In what managing director Richard Layton describes as a first for the Australian packaging industry, the technology allows Fromm to conduct in-house testing on load stabilisation and stress in transit. Layton points out that returns and product damage can eat away at the bottom line for manufacturers and supply-chain businesses.

“The industry average is around four per cent, and a lot of it can be improved simply by stretch wrapping their palletised goods correctly – but they don’t know how to do it. When you’re a large manufacturer, that translates to a huge amount of wastage from the goods you’re shipping across the country or overseas,” he said.

According to Layton, Fromm uses its new equipment to tailor advice for secure shipping: the company wraps the customer’s pallet, places it onto the machine, and tilts it to simulate stresses up to 0.8G. If the contents move in the static test, this means they could also shift when the delivery truck brakes abruptly or goes around a corner, exposing them to potential damage.

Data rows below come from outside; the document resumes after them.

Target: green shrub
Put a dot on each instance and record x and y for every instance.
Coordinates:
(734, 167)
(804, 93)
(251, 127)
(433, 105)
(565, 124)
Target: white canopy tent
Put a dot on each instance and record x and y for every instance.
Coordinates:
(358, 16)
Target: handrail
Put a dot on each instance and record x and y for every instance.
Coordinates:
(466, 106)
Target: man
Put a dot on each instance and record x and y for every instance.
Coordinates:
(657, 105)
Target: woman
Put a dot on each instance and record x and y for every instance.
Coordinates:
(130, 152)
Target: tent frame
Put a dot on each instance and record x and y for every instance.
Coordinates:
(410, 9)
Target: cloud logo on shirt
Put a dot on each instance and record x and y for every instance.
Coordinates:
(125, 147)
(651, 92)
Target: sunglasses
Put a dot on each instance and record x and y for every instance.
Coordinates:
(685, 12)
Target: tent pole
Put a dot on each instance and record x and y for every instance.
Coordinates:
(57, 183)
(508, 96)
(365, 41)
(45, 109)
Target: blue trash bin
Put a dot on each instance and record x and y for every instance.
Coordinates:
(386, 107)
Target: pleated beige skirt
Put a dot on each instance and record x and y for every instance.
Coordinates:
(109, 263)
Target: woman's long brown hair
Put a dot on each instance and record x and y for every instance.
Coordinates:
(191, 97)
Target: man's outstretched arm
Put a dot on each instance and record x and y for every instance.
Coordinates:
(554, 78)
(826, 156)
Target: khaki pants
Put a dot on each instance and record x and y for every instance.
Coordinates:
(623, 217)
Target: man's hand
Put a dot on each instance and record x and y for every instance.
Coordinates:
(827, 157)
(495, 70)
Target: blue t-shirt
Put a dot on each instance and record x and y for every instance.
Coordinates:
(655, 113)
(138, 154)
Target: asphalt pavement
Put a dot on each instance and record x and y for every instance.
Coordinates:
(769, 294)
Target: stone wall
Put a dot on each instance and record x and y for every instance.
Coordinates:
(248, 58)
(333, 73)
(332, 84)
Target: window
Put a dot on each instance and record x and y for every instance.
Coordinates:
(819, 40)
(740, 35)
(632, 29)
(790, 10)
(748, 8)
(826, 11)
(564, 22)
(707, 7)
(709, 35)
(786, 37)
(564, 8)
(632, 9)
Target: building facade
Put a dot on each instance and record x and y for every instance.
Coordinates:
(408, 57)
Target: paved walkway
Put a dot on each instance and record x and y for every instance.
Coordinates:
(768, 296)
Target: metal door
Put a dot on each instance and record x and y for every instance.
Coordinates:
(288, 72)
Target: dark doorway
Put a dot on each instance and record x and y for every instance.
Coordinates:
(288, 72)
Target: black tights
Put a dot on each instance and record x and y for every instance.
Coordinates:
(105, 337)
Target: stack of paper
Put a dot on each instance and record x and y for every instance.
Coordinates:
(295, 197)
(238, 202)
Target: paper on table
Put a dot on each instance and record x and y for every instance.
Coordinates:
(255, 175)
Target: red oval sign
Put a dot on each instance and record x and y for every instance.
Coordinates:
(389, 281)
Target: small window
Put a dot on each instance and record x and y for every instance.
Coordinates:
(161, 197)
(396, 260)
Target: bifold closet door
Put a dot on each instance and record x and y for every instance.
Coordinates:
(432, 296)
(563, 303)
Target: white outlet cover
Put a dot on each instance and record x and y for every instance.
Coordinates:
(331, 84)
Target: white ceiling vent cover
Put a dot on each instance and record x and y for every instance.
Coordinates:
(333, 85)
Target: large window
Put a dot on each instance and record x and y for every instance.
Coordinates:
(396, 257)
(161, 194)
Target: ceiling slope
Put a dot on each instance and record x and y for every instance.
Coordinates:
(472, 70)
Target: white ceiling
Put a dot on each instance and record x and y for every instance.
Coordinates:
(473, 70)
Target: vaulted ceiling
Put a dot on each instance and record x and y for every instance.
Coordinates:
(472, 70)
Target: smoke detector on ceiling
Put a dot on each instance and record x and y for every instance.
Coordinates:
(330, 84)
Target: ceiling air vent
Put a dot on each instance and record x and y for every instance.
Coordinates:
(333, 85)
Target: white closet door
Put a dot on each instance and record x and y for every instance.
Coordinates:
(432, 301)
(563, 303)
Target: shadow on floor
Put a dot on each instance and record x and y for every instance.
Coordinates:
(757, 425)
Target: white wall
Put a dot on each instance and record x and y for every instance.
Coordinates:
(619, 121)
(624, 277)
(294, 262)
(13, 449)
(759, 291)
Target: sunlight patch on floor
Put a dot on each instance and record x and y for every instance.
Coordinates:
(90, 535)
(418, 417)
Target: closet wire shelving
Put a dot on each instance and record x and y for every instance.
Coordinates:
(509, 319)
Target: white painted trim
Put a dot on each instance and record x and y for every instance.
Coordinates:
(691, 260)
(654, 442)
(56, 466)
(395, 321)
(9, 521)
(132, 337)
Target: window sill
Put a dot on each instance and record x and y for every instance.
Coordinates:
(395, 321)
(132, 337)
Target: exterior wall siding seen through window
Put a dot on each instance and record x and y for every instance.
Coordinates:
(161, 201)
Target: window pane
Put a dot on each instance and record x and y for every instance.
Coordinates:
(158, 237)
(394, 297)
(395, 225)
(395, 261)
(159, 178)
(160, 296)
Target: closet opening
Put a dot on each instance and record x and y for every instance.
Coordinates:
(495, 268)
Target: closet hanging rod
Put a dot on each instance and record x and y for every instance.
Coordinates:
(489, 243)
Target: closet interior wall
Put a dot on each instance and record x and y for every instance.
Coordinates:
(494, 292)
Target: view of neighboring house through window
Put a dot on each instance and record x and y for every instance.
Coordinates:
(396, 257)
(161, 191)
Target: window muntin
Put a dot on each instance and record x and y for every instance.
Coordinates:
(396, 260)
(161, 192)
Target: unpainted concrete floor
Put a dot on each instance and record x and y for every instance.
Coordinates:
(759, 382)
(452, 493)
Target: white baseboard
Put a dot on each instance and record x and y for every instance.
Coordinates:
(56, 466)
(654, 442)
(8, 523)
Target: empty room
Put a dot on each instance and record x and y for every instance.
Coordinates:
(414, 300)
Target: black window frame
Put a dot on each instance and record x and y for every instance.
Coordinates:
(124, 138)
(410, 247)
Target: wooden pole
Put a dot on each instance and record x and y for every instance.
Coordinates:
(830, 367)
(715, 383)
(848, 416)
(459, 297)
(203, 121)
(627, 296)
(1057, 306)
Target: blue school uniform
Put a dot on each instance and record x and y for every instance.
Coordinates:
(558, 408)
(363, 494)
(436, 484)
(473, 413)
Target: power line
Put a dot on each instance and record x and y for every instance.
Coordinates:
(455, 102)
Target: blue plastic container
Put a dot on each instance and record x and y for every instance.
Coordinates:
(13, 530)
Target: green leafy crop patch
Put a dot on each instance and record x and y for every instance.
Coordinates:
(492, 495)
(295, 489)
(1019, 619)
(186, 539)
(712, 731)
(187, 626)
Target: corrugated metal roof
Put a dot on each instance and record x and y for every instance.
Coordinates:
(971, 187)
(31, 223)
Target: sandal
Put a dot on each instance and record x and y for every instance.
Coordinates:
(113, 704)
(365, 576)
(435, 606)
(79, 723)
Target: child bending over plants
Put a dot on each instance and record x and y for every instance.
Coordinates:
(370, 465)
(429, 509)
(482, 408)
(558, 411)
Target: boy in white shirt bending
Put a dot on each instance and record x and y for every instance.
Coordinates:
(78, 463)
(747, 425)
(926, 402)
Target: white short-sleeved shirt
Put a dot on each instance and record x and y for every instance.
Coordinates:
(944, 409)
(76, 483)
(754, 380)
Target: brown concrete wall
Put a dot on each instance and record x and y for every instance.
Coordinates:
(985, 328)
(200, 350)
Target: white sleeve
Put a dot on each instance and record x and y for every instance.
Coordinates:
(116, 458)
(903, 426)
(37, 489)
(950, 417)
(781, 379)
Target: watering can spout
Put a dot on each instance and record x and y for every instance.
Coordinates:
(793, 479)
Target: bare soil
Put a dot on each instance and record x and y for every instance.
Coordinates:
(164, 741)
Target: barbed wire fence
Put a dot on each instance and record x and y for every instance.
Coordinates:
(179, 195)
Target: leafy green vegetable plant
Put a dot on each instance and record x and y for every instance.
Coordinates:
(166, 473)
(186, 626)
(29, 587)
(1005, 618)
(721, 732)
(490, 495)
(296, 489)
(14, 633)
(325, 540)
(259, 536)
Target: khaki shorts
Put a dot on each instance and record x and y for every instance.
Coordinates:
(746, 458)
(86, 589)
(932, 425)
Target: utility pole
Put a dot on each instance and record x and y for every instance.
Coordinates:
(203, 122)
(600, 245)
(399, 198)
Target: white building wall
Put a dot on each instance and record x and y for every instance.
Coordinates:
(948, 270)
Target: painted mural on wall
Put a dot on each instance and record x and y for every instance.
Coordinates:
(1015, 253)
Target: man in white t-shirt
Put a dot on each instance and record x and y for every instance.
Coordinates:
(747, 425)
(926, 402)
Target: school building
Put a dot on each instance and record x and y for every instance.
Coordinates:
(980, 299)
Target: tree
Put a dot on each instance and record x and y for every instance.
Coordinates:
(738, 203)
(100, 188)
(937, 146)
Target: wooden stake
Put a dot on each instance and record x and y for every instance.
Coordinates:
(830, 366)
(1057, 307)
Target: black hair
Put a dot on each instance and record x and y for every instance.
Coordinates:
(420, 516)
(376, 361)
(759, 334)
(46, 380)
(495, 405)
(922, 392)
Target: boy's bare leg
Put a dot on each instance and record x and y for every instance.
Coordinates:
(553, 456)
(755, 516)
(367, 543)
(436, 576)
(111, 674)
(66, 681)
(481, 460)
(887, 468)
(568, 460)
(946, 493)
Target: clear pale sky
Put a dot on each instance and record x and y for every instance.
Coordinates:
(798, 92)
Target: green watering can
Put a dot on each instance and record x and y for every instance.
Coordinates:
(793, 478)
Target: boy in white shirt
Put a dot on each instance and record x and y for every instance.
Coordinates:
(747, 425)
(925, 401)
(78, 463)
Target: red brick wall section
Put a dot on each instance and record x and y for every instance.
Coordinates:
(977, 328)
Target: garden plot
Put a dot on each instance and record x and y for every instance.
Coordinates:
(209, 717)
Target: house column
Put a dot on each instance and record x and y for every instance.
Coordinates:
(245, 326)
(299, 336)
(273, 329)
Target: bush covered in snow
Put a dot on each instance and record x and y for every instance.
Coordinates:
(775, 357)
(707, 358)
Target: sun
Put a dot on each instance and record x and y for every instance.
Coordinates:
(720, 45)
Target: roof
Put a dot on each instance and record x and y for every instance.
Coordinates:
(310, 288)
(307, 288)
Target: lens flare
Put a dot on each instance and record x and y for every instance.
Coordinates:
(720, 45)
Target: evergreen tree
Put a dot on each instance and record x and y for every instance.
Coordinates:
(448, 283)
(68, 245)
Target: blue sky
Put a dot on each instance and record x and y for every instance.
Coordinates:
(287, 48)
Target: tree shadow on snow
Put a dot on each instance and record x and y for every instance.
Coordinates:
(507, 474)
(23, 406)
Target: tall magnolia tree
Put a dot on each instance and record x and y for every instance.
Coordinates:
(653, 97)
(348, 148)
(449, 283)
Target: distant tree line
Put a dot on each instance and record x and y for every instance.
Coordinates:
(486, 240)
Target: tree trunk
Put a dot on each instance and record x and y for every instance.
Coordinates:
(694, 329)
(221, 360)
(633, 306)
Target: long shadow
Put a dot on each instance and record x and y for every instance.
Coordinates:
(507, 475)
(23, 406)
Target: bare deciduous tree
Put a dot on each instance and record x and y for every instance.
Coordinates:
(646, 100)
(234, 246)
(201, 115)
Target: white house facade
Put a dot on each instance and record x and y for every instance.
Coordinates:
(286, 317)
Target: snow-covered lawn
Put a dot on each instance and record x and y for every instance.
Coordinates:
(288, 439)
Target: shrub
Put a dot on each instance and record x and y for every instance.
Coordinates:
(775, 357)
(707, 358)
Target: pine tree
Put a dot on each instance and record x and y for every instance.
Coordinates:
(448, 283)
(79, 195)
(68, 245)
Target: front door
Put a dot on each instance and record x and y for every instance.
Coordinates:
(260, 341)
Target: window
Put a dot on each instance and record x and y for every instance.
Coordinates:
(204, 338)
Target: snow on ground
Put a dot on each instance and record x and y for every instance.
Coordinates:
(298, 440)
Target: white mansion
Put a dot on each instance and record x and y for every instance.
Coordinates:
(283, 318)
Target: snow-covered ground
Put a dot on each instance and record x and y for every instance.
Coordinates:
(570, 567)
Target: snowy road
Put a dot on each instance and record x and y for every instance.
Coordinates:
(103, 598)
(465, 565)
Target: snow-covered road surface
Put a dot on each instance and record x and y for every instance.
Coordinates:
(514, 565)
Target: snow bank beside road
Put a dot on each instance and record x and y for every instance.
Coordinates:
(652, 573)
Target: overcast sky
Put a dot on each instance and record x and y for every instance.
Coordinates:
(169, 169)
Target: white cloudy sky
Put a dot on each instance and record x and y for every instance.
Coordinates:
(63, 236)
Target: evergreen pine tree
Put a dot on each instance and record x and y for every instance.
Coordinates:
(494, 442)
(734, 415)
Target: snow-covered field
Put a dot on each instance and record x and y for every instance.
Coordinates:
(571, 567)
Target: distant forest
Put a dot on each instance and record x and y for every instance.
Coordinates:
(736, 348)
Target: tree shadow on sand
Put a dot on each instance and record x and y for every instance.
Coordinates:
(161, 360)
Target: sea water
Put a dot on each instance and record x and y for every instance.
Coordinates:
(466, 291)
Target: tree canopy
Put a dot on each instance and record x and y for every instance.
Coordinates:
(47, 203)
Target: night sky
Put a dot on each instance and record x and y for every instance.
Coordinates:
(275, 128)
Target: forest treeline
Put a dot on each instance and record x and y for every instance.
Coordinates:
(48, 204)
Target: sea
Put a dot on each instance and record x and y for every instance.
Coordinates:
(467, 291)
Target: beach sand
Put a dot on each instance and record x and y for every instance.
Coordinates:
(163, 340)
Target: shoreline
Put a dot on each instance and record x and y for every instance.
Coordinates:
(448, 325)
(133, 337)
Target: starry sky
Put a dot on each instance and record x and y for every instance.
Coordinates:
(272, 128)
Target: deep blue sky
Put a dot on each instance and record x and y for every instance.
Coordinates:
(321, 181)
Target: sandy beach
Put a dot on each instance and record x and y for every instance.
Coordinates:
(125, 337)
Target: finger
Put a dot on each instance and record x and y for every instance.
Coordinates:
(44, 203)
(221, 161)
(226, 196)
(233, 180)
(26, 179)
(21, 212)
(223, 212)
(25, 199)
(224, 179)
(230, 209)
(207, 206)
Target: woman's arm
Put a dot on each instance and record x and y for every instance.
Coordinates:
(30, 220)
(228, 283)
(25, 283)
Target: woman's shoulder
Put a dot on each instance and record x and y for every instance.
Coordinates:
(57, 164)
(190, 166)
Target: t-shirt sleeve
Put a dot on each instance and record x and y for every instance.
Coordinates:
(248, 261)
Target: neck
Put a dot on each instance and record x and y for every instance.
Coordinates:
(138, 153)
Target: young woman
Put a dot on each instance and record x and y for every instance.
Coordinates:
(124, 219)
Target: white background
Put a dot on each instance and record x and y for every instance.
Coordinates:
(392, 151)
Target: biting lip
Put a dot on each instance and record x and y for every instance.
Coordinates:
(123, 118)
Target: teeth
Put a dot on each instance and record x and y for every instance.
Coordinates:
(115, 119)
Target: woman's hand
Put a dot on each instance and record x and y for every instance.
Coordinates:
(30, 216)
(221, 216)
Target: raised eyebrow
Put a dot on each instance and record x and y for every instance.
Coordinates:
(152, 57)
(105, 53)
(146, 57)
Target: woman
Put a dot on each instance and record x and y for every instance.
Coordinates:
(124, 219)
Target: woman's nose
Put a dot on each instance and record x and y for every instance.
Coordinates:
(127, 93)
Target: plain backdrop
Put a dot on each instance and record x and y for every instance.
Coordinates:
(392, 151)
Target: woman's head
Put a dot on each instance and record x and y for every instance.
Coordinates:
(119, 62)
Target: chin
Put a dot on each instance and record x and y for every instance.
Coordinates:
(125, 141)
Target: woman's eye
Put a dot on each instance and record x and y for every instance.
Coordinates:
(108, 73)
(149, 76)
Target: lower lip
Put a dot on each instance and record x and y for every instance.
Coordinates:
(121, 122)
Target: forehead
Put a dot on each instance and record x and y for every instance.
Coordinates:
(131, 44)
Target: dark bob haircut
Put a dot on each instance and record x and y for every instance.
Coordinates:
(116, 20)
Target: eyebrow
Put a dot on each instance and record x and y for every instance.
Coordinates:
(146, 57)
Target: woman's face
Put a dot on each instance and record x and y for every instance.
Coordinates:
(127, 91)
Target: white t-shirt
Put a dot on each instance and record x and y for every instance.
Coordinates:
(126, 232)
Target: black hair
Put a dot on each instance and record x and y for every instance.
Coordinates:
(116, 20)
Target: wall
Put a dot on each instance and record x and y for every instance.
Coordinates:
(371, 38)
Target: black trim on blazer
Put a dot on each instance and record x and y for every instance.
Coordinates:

“We look at the products our customers are currently wrapping, how they’re wrapping them and the trip to the end destination.

“Then, using our new machine, we simulate the g-forces that would be experienced in transit. No other packaging company in Australia offers this kind of testing,” said Layton.

With the analysis of its simulations, says Layton, Fromm can show customers how to cost-effectively avoid damage during shipping.

“This includes what kind of film they should use and what kind of stretch they need to apply on the stretch-wrapping machines to satisfy industry guidelines for shipping goods in Australia, which are set out in the National Transport Commission’s Load Restraint Guide.

“Until now, load wrapping has always been based on historical film usage. I don’t think that transporting goods should be guess, or luck – there should be a science behind it,” he said.